COSS, c’est avant tout une plateforme de change, à l’instar de Bittrex, GDAX et bien d’autres encore.
L’ambition de COSS est de rendre le crypto-univers accessible à tous, par le développement d’une solution “tout en un” pour les crypto-monnaies, permettant l’achat de celles-ci contre de la monnaie fiduciaire mais aussi le stockage des deux types de devises, et leur échange réciproque; le tout dans un environnement des plus sécurisés, et facile d’utilisation. Ambitieux, non ? La suppression d’intermédiaires faciliterait donc l’expérience de l’utilisateur et conforterait celui-ci à  s’aventurer éventuellement dans le monde des crypto-monnaies.

En effet, COSS est l’abréviation de Crypto-One-Stop-Solution ! Il s’inscrit dans la catégorie particulière des « profit-sharing exchanges »; avant de poursuivre cette présentation, il serait intéressant de définir ce type de plateforme.

Profit-sharing exchanges

Profit-Sharing Exchanges ? C’est très simple !

Un “exchange” (plateforme de change) vous permet d’échanger une crypto-monnaie contre une autre : il s’agit d’un environnement mettant acheteurs et vendeurs en contact.

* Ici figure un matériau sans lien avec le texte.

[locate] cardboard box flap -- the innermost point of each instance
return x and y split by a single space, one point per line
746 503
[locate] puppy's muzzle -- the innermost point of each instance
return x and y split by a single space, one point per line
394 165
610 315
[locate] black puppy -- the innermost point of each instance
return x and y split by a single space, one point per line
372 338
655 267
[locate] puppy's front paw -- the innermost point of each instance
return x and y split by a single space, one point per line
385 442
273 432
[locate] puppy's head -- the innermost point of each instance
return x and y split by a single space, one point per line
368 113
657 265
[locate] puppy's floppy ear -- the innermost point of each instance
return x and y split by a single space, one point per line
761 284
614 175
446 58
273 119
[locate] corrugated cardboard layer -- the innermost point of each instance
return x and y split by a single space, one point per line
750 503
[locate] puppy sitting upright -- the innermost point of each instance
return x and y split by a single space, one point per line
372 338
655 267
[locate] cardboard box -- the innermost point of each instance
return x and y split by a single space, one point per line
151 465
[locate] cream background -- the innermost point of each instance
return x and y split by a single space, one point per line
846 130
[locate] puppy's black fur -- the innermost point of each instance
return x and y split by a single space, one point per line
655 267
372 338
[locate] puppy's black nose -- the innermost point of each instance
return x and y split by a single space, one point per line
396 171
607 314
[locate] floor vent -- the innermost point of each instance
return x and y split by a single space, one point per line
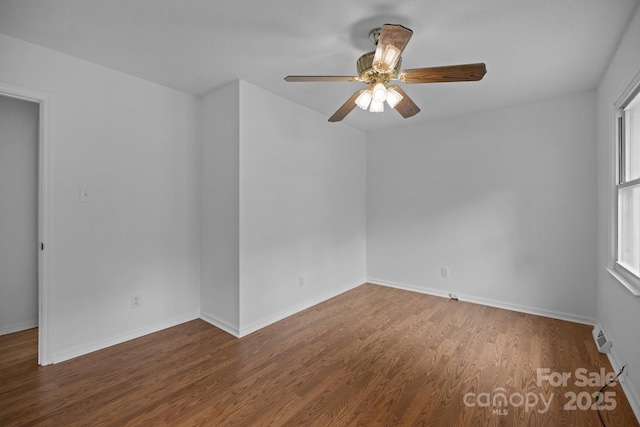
602 343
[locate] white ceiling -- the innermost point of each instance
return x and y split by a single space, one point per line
533 49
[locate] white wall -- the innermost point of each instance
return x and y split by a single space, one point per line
504 199
18 214
618 310
135 145
302 207
220 289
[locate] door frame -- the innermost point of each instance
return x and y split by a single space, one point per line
45 197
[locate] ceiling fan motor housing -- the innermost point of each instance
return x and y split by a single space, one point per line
368 74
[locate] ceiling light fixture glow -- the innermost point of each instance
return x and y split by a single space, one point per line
376 106
393 97
364 99
379 92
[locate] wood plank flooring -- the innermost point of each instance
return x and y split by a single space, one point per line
373 356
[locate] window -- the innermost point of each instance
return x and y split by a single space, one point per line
628 188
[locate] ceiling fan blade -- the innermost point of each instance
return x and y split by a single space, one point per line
450 73
406 107
392 41
346 108
322 79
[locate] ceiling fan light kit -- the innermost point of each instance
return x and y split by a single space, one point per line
382 66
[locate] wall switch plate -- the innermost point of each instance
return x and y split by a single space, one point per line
136 301
84 195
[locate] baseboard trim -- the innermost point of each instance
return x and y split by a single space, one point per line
220 324
627 387
61 356
259 324
17 327
489 302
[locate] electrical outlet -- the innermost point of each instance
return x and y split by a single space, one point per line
444 272
136 301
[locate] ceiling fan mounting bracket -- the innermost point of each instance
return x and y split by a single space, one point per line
374 35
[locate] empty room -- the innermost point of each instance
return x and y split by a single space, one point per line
319 213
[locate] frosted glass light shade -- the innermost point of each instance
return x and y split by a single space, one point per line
364 99
379 92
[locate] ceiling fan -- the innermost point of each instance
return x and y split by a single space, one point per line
379 68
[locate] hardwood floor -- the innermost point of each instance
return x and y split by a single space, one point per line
372 356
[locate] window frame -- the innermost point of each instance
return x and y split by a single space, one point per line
627 277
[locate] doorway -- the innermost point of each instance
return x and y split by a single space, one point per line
18 214
27 189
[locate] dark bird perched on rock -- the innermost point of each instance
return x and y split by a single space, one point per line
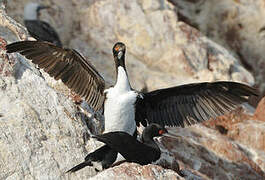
124 107
38 29
132 150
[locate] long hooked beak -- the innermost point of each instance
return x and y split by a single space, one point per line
43 7
169 134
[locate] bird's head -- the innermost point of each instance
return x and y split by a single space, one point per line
154 130
119 52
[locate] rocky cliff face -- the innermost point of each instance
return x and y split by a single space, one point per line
237 25
41 129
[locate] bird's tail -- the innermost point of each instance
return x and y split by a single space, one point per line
79 166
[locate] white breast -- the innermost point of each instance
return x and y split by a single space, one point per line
119 110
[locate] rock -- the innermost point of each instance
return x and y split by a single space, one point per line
41 129
236 25
132 171
212 154
169 52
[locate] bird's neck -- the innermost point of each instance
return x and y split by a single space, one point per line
149 140
30 14
122 81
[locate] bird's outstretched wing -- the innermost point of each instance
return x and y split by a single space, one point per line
192 103
66 64
42 31
131 149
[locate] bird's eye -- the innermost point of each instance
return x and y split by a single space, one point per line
117 48
120 54
161 131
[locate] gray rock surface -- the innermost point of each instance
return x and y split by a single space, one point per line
41 128
237 25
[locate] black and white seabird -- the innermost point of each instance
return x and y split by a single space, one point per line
38 29
125 108
144 152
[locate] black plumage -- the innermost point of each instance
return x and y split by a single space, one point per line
104 155
176 106
192 103
132 150
42 31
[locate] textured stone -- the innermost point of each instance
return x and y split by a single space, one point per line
238 25
41 129
132 171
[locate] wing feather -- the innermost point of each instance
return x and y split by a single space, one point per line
66 64
192 103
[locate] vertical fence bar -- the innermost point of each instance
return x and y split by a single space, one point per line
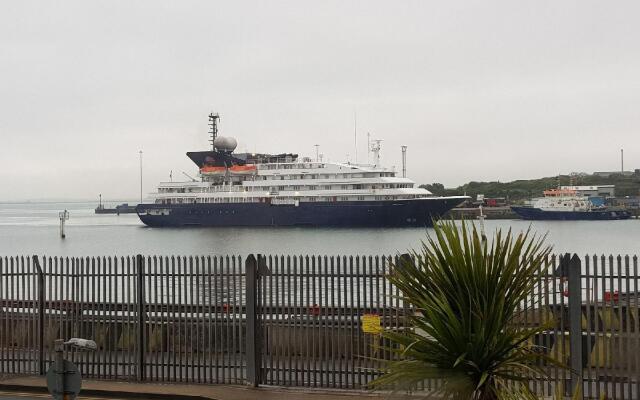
253 357
141 316
575 319
40 301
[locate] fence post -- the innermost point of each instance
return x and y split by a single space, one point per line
574 269
40 301
254 361
141 317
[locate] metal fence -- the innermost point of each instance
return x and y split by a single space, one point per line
311 321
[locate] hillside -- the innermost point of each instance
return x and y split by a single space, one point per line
527 188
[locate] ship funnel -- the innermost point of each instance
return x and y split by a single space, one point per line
226 144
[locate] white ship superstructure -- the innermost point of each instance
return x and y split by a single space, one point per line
305 181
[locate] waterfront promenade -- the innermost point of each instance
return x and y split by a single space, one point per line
305 322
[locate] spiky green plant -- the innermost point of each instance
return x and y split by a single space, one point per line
468 295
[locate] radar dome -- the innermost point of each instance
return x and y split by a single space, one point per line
225 143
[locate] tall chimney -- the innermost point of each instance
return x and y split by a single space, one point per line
404 161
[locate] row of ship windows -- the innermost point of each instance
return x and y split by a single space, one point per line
293 187
326 176
284 198
290 166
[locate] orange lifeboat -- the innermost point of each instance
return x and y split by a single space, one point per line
248 169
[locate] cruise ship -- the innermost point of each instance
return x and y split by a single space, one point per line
250 189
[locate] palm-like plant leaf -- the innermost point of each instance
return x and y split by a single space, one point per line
468 295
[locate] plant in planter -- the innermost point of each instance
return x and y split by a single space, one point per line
468 295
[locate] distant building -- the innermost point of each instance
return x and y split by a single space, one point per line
606 174
593 191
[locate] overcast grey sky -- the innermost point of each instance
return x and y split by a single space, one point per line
478 90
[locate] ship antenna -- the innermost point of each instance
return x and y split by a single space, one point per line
404 161
355 135
213 128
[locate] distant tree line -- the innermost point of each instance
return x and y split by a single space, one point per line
523 189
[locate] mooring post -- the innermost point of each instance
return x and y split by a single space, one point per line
141 317
574 270
254 362
41 300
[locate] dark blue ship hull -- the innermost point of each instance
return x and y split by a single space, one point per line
399 213
531 213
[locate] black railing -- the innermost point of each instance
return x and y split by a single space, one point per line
310 321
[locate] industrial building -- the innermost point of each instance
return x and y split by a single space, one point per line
593 191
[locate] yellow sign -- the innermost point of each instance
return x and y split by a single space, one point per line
371 323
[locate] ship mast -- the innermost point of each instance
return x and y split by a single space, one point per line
213 128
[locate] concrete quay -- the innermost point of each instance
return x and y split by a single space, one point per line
174 391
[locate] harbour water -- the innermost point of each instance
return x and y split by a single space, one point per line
32 228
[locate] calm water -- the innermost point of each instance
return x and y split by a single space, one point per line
32 228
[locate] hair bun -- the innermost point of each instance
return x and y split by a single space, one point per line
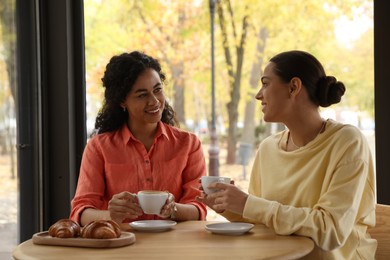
329 91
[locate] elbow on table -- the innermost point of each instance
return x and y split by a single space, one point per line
330 240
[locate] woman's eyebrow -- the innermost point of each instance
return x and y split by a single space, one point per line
145 90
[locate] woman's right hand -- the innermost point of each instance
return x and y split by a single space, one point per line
124 205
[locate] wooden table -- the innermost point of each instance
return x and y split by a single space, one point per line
187 240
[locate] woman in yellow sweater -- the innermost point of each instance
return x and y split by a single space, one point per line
314 179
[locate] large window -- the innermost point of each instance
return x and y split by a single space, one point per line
8 171
339 33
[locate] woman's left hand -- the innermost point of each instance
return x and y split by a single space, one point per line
228 197
169 207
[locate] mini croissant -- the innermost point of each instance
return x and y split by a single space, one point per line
101 229
65 228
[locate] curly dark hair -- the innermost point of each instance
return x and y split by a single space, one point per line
323 90
121 73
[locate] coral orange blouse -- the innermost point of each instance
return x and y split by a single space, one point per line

Bien entendu, en échange de ce service, la plateforme va prélever une commission sur l’échange en question, se situant d’habitude entre 0.1 et 0.3%, en fonction du montant de la transaction engagée.

Généralement, les exchanges ont toujours eu tendance à garder l’intégralité de ces commissions à leur compte, cependant, au cours de l’année précédente, nous avons pu assister à l’émergence des profit-sharing exchanges (bourses de change à profits partagés pour les francophiles), les premiers exemples me venant à l’esprit étant Binance ou encore Kucoin.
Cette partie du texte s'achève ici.